Tuesday, May 15, 2007

New Stuff

So, now that I am all done my masters. Im trying to keep up a writing habit. I hope to take my poetry more narrative and eventually venture into other genres. Here are some of the newer poems that probably need some revising.

Dear Mom,

I’m questioning the meaning behind the X
someone spray-painted to a door; neon pink contrasting
gray stone under a window boarded up by cedar planks.
My neighbor is stepping out to remove garbage, pressing down
the black bags not separated by papers and plastics. Her voice
annoys me as does her cut-off red shorts and clashing yellow and teal flip-flops.
Her conversation resonates between my apartment
and the three stories between her and her lover leaning
over the one-seater balcony of dying flowers.
Unfortunately, the X was not tattooed to her home.
That may give me hope they would be moving out in a few days.

There are a lot of cars that line this street
something I’ve never paid attention to until now. I wonder why cars don’t seem more like space ships when subways and cabs are my only transportation. I don’t even know if I would remember how to push a petal or to stay at 10 and 2.
Sometimes I feel my life is out of control in this city. Like I am sitting in the back seat of some deranged cabbie. The street fair makes its way past my window when I’m trying to write or sleep or … I wish you could see how lovely this day is.
How Dad would surely feel different about living back East. I can almost smell the onion grass like our backyard in Pennsylvania, or hear far off kids playing soccer on Mackles field. I wish you could be here to see how far I’ve come in my independence and how horrible fashion can be. A slight breeze bumps my skin and the neighbor has just bent over. I am going back inside. Max says hello, he is getting bigger but still bites. I miss you.

Love.

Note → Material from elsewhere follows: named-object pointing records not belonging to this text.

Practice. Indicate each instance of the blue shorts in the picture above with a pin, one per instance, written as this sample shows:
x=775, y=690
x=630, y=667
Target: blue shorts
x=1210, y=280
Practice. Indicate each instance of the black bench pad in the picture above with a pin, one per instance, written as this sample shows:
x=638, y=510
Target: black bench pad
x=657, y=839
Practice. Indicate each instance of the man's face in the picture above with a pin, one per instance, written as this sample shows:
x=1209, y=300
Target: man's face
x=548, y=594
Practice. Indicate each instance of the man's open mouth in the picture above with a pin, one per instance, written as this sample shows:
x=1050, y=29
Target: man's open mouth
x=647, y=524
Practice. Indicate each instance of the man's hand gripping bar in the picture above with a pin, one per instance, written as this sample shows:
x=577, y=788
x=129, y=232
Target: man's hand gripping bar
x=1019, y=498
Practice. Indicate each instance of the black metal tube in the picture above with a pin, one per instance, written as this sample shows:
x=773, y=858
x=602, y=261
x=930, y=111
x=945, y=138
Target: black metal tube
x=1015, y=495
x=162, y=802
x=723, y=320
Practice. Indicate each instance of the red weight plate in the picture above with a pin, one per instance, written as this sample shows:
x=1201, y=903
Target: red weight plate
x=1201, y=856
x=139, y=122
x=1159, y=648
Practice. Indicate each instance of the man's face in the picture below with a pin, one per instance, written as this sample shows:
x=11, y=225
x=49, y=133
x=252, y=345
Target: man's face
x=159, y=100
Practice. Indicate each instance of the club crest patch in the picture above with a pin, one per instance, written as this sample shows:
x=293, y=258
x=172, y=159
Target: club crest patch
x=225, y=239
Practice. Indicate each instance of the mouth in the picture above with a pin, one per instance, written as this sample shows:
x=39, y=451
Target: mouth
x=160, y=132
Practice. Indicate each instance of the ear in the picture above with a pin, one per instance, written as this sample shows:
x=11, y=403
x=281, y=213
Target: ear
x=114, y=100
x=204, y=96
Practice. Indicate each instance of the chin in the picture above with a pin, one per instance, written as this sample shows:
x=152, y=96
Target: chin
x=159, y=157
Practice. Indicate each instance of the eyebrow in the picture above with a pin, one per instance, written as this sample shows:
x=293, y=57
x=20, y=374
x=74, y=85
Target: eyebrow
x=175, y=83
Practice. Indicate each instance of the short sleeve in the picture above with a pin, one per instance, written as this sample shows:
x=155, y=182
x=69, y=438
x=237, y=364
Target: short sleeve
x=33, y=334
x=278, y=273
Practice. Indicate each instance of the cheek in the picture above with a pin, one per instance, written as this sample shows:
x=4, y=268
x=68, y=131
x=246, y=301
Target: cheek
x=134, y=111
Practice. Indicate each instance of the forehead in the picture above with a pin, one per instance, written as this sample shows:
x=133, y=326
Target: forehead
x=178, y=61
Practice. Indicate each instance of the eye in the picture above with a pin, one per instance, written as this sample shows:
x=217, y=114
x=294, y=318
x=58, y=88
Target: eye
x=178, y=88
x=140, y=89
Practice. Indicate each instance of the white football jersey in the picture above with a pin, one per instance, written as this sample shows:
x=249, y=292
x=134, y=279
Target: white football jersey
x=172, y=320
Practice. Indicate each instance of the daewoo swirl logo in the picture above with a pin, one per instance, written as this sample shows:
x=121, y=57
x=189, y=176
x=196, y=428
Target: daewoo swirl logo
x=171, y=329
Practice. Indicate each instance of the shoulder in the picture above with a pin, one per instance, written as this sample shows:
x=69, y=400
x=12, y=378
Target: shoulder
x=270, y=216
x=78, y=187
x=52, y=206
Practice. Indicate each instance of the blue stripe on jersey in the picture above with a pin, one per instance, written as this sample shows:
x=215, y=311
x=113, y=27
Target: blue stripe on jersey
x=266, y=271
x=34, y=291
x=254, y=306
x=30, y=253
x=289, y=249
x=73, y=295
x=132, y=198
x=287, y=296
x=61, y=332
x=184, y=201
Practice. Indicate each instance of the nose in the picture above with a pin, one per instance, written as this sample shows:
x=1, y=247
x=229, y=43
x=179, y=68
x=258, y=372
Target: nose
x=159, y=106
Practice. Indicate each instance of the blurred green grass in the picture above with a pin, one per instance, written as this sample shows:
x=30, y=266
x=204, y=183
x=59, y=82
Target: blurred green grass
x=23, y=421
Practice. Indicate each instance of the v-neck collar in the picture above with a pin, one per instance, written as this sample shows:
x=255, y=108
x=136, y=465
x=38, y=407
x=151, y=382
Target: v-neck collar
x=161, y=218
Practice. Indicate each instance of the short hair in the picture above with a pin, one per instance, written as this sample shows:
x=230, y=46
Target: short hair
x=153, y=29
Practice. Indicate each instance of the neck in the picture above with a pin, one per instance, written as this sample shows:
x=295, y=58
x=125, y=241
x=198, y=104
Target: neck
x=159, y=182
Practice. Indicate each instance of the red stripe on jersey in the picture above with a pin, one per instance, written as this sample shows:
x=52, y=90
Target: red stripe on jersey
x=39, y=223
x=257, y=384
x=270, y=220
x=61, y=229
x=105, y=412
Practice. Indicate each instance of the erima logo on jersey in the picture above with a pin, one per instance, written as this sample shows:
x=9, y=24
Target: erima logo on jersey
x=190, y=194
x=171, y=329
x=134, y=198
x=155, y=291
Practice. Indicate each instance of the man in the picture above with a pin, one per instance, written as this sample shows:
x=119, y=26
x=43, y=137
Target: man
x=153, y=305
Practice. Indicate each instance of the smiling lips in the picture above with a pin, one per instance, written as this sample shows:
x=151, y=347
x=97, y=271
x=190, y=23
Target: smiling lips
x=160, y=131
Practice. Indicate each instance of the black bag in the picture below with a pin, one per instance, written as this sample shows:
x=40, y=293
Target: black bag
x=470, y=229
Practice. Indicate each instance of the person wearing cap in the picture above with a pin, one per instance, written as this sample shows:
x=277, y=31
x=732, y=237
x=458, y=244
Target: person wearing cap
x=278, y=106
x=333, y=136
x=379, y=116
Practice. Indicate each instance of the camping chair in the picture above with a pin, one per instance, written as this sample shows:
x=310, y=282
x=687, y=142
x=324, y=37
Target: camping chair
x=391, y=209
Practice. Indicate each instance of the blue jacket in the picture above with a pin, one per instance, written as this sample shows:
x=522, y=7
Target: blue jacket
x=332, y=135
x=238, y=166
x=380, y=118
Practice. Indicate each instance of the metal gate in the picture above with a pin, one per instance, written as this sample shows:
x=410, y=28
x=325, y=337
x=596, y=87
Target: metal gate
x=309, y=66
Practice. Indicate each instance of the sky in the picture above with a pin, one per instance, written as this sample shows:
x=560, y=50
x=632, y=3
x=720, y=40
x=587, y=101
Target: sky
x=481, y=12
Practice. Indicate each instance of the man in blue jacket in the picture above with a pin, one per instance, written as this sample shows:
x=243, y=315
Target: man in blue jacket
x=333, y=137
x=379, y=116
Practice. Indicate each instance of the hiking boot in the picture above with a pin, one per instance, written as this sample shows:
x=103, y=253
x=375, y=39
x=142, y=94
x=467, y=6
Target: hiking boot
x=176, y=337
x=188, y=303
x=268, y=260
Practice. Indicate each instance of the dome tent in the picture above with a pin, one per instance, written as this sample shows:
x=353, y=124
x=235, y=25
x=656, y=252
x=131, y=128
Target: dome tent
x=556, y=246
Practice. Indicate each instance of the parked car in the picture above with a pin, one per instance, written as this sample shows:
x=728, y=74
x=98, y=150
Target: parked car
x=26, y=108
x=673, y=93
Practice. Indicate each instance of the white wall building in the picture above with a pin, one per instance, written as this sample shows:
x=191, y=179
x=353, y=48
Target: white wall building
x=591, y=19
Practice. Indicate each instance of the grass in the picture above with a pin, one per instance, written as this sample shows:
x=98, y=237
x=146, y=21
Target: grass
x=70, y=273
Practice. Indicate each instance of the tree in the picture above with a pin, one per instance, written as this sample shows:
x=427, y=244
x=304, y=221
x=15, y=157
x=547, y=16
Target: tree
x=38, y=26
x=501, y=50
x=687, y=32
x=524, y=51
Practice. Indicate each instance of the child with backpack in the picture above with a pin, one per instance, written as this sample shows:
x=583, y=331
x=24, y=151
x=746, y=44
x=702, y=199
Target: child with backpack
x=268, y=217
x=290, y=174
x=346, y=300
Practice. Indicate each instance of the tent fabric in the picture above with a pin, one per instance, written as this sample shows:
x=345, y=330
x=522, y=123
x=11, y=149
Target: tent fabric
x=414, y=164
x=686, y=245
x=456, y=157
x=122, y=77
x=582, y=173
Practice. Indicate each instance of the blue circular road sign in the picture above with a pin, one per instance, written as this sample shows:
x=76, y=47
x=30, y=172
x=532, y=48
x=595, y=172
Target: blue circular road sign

Me.

Idea for an Ending


Paper in the break,
A wall with smashed berry juice.

My father is in prison
Listening to his dark voice like advertisement speech
On a soapbox with no audience.

My thumb is remembering
the story out of some wind
around corners of open rooms.

Oh the foolish smells of childhood,
Like this wall where fruit was first smashed.
It’s as if I’m threading wounds into chemical regret.

When presented with the ice king
Feelings gush over me like hammer and needles,
Blood and screwing.

I begin to drive my fork into these things
Electric heat, a taste of goats milk.

Nitrogen leaks into a chest
by some imposing hand, a mess left to clean.
Accident Town

1.

In this town,
we eat birds
are mirth
in our beds
before we are frozen hearts
shiver at each others presence.

2.

Tradition comes in low hills
lit up by lamps;
a slippery brightness.

3.

December falls
unexpectedly useful,
while I keep solemnity
am a little piqued
by voids in narrative.

4.

Now and then,

The garbage cans
satiate for another chicken wing
or another buzzard.

Cowboys self-flagellate
and dance in honor of a few honkies
while children play chess
behind a parking lot
and another relationship goes sour.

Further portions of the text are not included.